Re: [PATCH 0/2] Submodules: Add the new config option "ignore"

Previous thread: [RFC PATCH 0/2] Allow detached forms (--option arg) for git log options. by Matthieu Moy on Monday, July 26, 2010 - 11:14 am. (8 messages)

Next thread: [PATCH 2/24] Documentation: Add variable-substitution script by Thomas Rast on Monday, July 26, 2010 - 11:48 am. (5 messages)
From: Jens Lehmann
Date: Monday, July 26, 2010 - 11:26 am

These two patches are extremly useful for those users who chose submodules
because they wanted to reduce the time it takes for "git status" and "git
diff" to recurse through the whole work tree by putting sometimes large
amounts of files into submodules, which weren't scanned in the past.

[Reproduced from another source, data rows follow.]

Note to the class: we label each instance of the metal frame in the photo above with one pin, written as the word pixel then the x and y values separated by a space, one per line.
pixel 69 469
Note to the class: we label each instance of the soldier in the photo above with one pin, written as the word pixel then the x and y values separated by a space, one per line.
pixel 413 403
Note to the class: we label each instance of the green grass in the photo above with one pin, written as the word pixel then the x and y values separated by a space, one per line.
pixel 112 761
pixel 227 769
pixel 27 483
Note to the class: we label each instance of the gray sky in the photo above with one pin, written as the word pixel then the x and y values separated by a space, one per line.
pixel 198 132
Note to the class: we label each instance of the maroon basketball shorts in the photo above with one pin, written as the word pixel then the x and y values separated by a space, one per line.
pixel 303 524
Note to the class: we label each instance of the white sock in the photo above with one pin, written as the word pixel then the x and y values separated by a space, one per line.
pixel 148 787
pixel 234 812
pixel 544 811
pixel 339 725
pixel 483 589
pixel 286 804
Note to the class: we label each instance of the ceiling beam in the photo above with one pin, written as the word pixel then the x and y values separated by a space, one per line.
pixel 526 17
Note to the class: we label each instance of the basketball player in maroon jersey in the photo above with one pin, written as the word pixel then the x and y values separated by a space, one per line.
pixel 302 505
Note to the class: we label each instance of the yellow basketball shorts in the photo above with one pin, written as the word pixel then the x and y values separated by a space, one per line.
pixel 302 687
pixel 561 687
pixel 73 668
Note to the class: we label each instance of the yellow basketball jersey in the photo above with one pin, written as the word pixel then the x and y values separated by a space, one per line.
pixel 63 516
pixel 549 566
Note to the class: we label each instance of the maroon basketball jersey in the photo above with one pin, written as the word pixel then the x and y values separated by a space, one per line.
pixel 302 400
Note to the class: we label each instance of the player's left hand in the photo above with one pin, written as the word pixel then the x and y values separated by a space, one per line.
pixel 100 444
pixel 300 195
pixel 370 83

Since 1.7.0 "git status" and "git diff" recurse through submodule work
trees, which has a - sometimes drastic - performance impact when large
submodules are present. Using the "ignore=dirty" config option restores
the former behaviour.

This option can be set in the .gitmodules file or in .git/config, any
settings found in the latter override those from .gitmodules. This
enables the distribution of a default setting for this option by simply
committing a modified .gitmodules file without each developer having to
call "git submodule sync". When using "git status" or "git diff" with
"--ignore-submodules=none" option the default behavior of scanning all
submodules work trees can be restored temporarily.


Comments?


Jens Lehmann (2):
  Submodules: Add the new "ignore" config option for diff and status
  Submodules: Use "ignore" settings from .gitmodules too for diff and
    status

 Documentation/config.txt       |   13 ++++
 Documentation/diff-options.txt |    6 ++-
 Documentation/git-status.txt   |    6 ++-
 Documentation/gitmodules.txt   |   15 ++++
 builtin/commit.c               |    2 +
 builtin/diff-files.c           |    2 +
 builtin/diff-index.c           |    2 +
 builtin/diff-tree.c            |    2 +
 builtin/diff.c                 |    2 +
 diff-lib.c                     |   15 +++--
 diff.c                         |   35 ++++++++--
 diff.h                         |    1 +
 submodule.c                    |   63 ++++++++++++++++-
 submodule.h                    |    4 +
 t/t4027-diff-submodule.sh      |  139 ++++++++++++++++++++++++++++++++++++
 t/t7508-status.sh              |  154 ++++++++++++++++++++++++++++++++++++++-
 wt-status.c                    |    8 ++-
 17 ...
From: Jens Lehmann
Date: Monday, July 26, 2010 - 11:27 am

The new "ignore" config option controls the default behavior for "git
status" and the diff family. It specifies under what circumstances they
consider submodules as modified and can be set separately for each
submodule.

The command line option "--ignore-submodules=" has been extended to accept
the new parameter "none" for both status and diff.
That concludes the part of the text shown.